# New Member How Ya Doing!



## married4real (May 9, 2019)

Hi everyone! I'm Lee and I'm new on TAM. My husband and I have been married over 2 and a half years now soon to be 3 in September this year! Let me tell you we have been through it!!!!! I finally worked up the courage to stop reading post and to actually sign up and start posting! The things my marriage has been through kind of don't matter anymore because we have worked it out. Although tough we made it through. Just to describe I know we are curious I've worked with infidelity,lies, financial problems,mental and physical abuse. I know that sounds like I should have been divorced by now but I have to say forgiveness goes a long way and it helps you cope. I'm not here to offer advice I just like to speak about things and see if there are any women out there just like me who actually fought to stay married to the one they chose to be with! Thanks you will see more from me! Good and bad!


----------



## StillSearching (Feb 8, 2013)

married4real said:


> Hi everyone! I'm Lee and I'm new on TAM. My husband and I have been married over 2 and a half years now soon to be 3 in September this year! Let me tell you we have been through it!!!!! I finally worked up the courage to stop reading post and to actually sign up and start posting! The things my marriage has been through kind of don't matter anymore because we have worked it out. Although tough we made it through. Just to describe I know we are curious I've worked with infidelity,lies, financial problems,mental and physical abuse.
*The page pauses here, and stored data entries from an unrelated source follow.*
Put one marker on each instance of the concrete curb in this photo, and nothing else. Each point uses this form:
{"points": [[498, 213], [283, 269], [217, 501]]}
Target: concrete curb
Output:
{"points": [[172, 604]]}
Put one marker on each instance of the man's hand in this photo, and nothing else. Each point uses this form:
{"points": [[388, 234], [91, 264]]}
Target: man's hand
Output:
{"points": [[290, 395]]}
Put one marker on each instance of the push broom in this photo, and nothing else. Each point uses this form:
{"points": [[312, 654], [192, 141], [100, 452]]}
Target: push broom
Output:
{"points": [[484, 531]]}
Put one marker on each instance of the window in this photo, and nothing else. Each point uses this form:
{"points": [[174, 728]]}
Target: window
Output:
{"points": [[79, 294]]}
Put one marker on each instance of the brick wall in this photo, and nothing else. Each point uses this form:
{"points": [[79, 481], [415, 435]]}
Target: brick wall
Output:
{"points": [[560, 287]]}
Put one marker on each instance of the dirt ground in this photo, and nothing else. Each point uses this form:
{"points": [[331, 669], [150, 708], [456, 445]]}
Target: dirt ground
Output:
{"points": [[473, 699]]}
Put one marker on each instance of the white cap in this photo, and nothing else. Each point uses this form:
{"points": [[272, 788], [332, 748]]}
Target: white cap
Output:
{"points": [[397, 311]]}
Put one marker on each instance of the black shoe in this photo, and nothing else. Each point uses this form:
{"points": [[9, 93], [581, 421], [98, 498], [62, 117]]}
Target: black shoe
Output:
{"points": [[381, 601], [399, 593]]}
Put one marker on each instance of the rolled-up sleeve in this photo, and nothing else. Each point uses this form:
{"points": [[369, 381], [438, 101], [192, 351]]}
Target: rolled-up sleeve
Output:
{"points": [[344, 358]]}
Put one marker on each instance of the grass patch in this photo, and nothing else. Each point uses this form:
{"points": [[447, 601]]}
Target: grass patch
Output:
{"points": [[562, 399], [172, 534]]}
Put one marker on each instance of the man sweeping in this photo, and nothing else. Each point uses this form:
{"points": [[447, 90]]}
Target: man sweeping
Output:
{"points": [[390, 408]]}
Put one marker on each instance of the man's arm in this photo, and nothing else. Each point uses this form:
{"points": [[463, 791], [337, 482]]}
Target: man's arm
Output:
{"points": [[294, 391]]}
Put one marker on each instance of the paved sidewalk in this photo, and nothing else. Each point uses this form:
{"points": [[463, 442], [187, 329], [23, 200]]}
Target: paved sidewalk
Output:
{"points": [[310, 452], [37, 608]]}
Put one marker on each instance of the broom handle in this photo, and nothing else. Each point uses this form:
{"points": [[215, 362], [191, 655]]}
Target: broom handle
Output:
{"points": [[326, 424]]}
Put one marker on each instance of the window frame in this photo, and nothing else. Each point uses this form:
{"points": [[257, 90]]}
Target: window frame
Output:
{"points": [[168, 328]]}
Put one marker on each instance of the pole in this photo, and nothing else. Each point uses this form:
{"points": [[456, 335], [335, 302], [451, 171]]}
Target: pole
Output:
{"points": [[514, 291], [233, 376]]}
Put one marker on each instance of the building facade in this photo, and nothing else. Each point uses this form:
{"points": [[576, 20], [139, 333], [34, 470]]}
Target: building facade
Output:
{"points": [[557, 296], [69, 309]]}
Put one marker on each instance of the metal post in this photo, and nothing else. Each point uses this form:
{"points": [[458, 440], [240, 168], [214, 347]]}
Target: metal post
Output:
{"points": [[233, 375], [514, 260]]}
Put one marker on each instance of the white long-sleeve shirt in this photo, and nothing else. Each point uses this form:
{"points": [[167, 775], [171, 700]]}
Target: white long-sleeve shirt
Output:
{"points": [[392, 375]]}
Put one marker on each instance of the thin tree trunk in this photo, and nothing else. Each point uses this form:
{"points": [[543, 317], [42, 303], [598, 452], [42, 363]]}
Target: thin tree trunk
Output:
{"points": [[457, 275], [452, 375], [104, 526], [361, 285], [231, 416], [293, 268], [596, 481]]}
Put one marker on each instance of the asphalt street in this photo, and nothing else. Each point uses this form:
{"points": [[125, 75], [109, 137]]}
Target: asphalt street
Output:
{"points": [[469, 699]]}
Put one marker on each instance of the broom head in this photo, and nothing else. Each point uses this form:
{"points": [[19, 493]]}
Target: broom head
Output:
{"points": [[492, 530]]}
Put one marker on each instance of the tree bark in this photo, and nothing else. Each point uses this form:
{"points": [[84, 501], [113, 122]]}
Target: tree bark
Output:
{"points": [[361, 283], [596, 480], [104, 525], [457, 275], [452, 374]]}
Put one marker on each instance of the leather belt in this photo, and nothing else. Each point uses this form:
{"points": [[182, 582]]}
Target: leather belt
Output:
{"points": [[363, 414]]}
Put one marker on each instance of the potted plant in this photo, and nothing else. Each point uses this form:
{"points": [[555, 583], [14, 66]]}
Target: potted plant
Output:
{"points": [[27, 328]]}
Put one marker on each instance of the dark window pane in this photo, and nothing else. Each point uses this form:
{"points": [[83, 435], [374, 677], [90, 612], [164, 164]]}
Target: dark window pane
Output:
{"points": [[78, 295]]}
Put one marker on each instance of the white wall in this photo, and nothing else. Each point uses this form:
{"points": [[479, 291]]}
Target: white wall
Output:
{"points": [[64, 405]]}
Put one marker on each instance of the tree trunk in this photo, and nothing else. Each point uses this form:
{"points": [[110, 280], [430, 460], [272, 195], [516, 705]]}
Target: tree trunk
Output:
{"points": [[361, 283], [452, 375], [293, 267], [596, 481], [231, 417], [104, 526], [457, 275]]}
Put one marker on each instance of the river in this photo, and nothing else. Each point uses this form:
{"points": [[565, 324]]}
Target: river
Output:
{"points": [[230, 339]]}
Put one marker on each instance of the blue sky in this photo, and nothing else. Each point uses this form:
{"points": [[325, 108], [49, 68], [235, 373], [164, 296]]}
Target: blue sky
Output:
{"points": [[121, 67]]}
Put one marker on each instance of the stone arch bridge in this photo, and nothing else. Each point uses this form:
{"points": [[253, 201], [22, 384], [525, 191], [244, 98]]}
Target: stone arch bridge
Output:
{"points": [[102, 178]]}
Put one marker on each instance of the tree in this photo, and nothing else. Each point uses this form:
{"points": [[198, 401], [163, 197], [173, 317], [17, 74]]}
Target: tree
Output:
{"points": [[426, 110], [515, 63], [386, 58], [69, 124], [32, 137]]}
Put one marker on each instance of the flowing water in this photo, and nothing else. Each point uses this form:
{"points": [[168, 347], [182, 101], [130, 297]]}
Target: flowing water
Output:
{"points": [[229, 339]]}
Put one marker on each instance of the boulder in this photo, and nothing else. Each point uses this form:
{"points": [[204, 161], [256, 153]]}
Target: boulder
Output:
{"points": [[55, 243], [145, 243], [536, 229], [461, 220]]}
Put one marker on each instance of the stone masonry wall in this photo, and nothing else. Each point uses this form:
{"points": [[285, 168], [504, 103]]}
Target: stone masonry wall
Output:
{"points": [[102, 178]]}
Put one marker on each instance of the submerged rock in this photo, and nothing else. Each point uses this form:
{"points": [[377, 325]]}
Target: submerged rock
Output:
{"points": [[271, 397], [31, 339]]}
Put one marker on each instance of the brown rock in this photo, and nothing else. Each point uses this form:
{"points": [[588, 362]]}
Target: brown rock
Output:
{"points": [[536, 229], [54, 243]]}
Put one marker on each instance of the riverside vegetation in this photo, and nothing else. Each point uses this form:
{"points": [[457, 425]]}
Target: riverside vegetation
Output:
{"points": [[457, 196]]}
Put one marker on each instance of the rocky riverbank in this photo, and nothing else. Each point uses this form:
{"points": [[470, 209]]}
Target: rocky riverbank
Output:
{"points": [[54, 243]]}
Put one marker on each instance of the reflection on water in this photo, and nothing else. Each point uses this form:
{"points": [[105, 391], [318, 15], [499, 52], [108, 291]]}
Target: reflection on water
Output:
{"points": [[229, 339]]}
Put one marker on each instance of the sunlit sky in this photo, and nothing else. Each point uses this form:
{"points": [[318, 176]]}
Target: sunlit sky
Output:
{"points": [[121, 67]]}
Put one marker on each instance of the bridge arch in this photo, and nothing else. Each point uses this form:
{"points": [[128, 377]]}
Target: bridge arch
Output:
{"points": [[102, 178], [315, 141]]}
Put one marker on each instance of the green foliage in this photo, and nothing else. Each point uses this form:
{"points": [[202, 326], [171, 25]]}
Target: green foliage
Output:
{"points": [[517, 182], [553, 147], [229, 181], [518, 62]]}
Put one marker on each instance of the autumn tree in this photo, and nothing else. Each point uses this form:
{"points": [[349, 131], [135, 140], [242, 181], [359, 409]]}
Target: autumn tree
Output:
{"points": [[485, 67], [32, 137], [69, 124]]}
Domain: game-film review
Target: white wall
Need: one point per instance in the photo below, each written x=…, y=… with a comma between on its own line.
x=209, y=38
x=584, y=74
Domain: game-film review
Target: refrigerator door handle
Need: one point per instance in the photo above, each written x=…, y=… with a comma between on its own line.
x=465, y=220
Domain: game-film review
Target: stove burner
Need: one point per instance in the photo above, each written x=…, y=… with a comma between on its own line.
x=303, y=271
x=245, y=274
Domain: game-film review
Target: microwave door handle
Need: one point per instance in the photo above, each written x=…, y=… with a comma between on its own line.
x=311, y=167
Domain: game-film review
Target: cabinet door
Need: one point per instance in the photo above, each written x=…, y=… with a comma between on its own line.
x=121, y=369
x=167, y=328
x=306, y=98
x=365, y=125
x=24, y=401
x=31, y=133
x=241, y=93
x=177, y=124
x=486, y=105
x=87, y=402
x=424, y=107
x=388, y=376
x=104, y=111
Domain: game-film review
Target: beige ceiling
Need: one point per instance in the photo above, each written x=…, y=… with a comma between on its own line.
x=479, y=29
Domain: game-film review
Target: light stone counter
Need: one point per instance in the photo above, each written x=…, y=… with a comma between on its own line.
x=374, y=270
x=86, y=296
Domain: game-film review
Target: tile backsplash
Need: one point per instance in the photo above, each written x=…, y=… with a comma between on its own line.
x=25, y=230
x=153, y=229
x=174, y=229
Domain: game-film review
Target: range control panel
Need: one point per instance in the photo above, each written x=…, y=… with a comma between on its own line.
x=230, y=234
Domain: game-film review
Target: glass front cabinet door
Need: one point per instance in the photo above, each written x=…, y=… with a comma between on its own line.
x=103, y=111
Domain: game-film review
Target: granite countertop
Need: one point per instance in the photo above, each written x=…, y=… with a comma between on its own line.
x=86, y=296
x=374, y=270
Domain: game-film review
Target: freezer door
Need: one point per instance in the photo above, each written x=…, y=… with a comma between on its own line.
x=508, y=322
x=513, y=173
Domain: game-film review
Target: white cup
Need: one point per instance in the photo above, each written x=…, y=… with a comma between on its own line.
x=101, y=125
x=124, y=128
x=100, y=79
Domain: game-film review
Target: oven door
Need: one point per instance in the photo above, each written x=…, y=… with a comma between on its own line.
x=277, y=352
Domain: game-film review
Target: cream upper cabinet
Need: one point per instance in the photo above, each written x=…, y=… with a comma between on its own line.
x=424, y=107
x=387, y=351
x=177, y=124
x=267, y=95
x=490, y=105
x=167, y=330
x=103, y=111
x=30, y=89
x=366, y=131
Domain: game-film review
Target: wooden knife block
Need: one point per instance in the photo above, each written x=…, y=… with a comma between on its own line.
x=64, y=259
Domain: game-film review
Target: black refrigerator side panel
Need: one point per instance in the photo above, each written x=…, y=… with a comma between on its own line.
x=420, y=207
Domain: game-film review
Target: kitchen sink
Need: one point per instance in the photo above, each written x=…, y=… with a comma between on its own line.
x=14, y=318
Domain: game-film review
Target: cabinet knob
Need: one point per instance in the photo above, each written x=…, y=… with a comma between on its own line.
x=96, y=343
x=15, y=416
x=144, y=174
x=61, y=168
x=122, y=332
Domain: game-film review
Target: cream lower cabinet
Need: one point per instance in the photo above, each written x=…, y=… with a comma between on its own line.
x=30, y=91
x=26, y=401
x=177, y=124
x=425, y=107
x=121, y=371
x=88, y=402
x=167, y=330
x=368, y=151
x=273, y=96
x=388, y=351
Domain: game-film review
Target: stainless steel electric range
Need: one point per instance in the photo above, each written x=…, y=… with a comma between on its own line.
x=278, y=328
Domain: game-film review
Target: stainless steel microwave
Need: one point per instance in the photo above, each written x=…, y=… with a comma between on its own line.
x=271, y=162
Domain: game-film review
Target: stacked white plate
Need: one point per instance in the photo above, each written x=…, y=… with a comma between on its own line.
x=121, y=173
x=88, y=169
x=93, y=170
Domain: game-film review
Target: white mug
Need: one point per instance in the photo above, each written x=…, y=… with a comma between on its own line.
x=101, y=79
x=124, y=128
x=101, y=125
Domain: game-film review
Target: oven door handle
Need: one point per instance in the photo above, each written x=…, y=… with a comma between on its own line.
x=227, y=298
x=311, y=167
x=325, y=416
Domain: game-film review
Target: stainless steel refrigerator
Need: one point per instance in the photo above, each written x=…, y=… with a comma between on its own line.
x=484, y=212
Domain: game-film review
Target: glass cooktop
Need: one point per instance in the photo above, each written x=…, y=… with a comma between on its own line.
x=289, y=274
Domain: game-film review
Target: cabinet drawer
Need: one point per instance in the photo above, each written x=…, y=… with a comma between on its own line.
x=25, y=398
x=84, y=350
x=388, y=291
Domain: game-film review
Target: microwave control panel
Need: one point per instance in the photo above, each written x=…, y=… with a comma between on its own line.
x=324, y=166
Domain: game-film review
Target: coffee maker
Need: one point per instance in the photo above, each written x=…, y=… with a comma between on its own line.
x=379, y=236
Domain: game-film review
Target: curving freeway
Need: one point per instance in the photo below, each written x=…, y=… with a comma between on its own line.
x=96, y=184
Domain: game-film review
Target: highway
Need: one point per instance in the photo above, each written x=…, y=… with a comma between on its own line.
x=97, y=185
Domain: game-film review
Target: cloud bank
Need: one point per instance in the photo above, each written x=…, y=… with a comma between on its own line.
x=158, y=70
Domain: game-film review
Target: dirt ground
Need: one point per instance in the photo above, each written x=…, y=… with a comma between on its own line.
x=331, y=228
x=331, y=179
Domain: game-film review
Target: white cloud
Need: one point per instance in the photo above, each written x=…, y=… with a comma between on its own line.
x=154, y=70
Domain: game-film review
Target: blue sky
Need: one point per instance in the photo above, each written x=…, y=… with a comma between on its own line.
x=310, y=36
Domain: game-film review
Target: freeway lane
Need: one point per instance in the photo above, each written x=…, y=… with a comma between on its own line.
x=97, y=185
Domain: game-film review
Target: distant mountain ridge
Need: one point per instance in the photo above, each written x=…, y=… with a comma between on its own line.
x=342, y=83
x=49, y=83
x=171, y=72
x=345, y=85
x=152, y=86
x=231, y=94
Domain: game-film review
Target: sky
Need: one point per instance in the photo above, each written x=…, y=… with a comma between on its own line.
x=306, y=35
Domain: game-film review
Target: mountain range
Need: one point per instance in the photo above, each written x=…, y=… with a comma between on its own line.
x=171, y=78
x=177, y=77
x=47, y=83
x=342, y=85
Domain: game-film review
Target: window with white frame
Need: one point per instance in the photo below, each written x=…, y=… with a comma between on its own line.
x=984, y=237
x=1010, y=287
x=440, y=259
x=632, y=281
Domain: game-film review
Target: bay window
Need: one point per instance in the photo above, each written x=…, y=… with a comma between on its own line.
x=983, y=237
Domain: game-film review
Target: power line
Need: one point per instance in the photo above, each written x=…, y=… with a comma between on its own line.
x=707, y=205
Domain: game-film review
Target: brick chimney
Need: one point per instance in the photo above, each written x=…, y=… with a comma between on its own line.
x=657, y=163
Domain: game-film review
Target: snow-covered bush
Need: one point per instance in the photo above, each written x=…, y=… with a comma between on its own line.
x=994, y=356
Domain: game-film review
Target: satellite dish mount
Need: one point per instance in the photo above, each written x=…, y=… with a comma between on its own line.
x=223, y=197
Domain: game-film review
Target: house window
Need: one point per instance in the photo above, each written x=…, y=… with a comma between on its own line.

I know that sounds like I should have been divorced by now but I have to say forgiveness goes a long way and it helps you cope. I'm not here to offer advice I just like to speak about things and see if there are any women out there just like me who actually fought to stay married to the one they chose to be with! Thanks you will see more from me! Good and bad!


That's great!
Glad to hear it.
It is much more common to hear a BW reconcile successfully.


----------